Si Victoriano era la persona nombrada por Ángel Villar en el Comité Arbitral y Enríquez Negreira era, a su vez, la mano derecha de este, la conclusión es sencilla. Menos para aquellos con una venda en los ojos incapaces de sumar dos y dos.

Pero como con el escándalo de las ligas de Tenerife, para mantener este entramado mafioso y delictivo se necesita algo más. Es necesaria la colaboración de los que cuentan las historias, de los relatores. Los medios de comunicación son primero los que cuentan u ocultan la información, y después los que te hacen inocente o culpable.

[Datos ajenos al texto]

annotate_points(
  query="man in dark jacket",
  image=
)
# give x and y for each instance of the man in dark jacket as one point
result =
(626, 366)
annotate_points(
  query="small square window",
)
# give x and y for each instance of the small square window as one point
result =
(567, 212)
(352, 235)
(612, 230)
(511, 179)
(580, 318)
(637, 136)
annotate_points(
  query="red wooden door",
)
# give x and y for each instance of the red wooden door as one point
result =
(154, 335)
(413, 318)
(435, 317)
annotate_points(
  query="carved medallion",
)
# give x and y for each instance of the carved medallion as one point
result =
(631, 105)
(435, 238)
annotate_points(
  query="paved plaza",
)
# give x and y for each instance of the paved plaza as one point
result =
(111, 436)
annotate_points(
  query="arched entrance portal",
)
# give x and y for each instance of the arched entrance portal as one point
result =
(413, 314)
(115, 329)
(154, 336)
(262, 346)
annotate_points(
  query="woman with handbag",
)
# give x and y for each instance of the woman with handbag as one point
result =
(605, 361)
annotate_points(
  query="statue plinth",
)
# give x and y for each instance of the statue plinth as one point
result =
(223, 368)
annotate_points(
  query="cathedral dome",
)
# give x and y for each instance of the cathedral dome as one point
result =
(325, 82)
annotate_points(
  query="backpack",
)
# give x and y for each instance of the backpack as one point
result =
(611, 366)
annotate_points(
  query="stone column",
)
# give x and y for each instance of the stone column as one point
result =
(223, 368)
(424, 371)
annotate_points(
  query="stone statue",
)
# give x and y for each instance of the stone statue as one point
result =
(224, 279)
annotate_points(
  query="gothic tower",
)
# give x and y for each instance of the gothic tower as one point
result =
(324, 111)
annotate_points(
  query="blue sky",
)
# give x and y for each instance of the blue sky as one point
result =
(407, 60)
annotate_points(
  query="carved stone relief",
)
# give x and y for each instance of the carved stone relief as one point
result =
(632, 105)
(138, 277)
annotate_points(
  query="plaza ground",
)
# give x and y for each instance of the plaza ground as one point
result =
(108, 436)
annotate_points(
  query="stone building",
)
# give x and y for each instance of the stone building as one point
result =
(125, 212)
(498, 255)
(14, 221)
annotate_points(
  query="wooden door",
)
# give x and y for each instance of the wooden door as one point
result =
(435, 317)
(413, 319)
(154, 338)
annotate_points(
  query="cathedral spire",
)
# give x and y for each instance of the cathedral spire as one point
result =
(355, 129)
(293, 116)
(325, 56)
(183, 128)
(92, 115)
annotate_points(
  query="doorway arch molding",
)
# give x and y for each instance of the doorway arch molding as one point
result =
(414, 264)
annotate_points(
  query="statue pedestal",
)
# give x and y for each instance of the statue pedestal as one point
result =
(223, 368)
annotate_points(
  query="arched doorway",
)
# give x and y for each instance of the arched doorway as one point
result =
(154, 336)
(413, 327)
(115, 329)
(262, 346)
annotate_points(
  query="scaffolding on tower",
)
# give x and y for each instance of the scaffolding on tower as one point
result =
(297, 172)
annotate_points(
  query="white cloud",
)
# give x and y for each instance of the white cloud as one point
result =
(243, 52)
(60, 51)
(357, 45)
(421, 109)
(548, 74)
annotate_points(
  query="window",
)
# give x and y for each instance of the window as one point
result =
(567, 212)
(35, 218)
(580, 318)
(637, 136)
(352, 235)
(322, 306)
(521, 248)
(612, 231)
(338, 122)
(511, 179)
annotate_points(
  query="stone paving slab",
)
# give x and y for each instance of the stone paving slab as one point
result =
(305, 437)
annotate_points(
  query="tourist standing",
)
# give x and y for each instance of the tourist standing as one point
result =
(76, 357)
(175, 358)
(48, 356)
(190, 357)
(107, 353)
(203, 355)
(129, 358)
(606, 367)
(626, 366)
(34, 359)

Y muchos medios, entonces, callaron. Y durante estos 30 años también lo han hecho, ocultando la verdad o parte o tergiversando las noticias, como con el saldo arbitral. Y lo que es peor, lo seguirán haciendo. Porque en ello les va el sueldo a muchos, como sabemos por los pagos de Bartomeu a diversos periodistas.

Bartomeu y Laporta

Aquel entramado, que en algún momento debió de empezar a construirse hasta ser perfeccionado, es muy probable que siga hoy vigente. No pudo desaparecer por arte de birlibirloque. Quien estaba acostumbrado a corromper (el Barcelona), es difícil que deje de hacerlo, y menos a la vista del éxito obtenido. Y quien había sido ya corrompido (el estamento arbitral en su gran mayoría), no puede dejar de serlo. No funciona así la naturaleza humana desde que Eva corrompió por primera vez a Adán con la manzana del paraíso.

Las medidas tendrán que ser draconianas o quedará la mancha del pecado de la corrupción de nuestra liga para siempre

Nuestra Eva y Adán del fútbol español sabemos qué nombres y caras tienen.  Y ahora los estamos viendo desfilar, negando la mayor. Jamás cogieron la manzana prohibida, dicen, y jamás le dieron un bocado, aunque parecía exquisita y apetitosa. Tanto como un sobre repleto de billetes. Y, sin embargo, todos hemos visto la manzana ya mordida a bocados, yaciendo podrida, a la vista de todos.

Ahora toca el destierro del paraíso para lograr la limpieza total de la competición. Y para eso las medidas tendrán que ser draconianas o quedará la mancha del pecado de la corrupción de nuestra liga para siempre.